Gridding strategy

104 views
Skip to first unread message

Jody Klymak

unread,
Jan 26, 2017, 12:52:42 PM1/26/17
to xarray
Hi all,

Not even sure if xarray is the right tool for this, but it sounds like many of you have thought about this problem...

I'm using the MITgcm and Ryan's very nice xmitgcm package to read "mds" files (basically flat bianry files for each variable).

I have run the model on a regular x/y grid (Cartesian co-ordinates) and now wish to write initialization files from this run onto a stretched horizontal grid with more resolution in the center and less towards the boundaries.  The output should be in the flat binary file format (rather than netcdf, for instance).  

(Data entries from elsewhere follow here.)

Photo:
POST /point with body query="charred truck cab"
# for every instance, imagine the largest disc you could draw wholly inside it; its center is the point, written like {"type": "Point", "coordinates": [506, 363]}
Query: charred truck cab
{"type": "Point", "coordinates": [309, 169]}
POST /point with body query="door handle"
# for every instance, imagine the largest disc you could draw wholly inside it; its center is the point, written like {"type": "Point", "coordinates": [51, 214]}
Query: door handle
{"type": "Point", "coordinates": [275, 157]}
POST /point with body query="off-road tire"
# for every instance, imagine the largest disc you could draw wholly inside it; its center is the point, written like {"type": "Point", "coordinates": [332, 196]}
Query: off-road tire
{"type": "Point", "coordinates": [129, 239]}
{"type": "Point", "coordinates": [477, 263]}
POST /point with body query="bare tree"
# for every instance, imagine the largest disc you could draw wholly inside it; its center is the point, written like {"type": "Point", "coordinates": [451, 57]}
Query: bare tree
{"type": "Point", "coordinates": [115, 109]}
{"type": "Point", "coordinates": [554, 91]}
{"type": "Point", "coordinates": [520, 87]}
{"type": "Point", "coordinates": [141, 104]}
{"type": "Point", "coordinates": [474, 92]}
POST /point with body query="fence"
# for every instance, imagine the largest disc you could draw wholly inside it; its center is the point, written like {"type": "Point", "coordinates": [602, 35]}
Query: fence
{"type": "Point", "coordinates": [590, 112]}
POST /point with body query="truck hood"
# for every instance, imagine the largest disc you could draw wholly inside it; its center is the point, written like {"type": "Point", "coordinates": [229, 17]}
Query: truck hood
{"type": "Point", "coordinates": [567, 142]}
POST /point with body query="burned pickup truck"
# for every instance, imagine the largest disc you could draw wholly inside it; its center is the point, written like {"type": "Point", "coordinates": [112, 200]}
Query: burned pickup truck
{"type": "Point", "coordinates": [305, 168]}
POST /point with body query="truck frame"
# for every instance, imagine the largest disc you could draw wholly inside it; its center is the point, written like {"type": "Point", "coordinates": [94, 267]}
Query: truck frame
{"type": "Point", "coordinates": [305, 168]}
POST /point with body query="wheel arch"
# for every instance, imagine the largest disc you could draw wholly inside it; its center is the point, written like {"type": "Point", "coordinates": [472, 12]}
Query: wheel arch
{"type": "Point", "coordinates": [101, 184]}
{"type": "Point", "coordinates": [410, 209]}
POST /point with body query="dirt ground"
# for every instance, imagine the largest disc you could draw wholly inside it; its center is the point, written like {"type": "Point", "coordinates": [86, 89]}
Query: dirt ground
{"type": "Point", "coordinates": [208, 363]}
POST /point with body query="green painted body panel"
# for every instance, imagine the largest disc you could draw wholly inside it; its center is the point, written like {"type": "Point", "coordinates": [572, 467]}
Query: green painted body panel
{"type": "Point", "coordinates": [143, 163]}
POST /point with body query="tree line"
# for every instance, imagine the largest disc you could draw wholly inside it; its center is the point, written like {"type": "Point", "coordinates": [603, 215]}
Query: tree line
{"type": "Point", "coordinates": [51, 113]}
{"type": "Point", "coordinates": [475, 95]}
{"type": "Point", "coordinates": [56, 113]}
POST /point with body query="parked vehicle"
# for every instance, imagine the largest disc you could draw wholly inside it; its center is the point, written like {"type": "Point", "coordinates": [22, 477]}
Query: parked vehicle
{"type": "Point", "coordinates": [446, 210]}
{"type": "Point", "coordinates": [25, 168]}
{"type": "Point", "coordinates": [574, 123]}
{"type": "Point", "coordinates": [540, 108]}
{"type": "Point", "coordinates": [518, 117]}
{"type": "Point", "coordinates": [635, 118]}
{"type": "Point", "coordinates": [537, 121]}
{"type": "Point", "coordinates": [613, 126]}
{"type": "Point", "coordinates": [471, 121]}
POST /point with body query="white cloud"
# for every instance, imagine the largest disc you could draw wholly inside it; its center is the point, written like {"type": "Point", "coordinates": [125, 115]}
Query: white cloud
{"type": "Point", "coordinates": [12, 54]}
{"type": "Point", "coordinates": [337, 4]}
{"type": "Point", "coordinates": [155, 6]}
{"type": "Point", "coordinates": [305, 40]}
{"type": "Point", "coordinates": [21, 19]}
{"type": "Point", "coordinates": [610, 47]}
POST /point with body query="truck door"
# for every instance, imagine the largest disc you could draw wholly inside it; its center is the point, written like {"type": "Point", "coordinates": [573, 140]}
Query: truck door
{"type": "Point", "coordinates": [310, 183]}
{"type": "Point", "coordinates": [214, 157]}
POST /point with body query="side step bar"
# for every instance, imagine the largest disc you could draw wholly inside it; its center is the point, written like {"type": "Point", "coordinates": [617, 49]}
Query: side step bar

Any advice on the doing the above is welcome.  

My strategy was to read each field in and then inrepolate in x and then in y (its not going to matter too much that there will be some aliasing in the coarse regions) and then write the files.  The input files are 800 Mb and the output 1.6 Gb, so its doable in memory. I was just going to run `np.interp` in y and then in x for each z level.  

Is there a more clever way to do the above?  Perhaps one that would scale up to memory footprints that are much larger?  I apprecaite there is a regridding package being considered, but for now am I missing anything obvious?

Thanks a lot,   Jody

Ryan Abernathey

unread,
Jan 26, 2017, 8:15:07 PM1/26/17
to xar...@googlegroups.com
Jody,

Unfortunately this holy grail regridding package doesn't exist yet.

I have done similar things to what you are describing on out of core datasets. The trick I have used is to work directly on the dask layer.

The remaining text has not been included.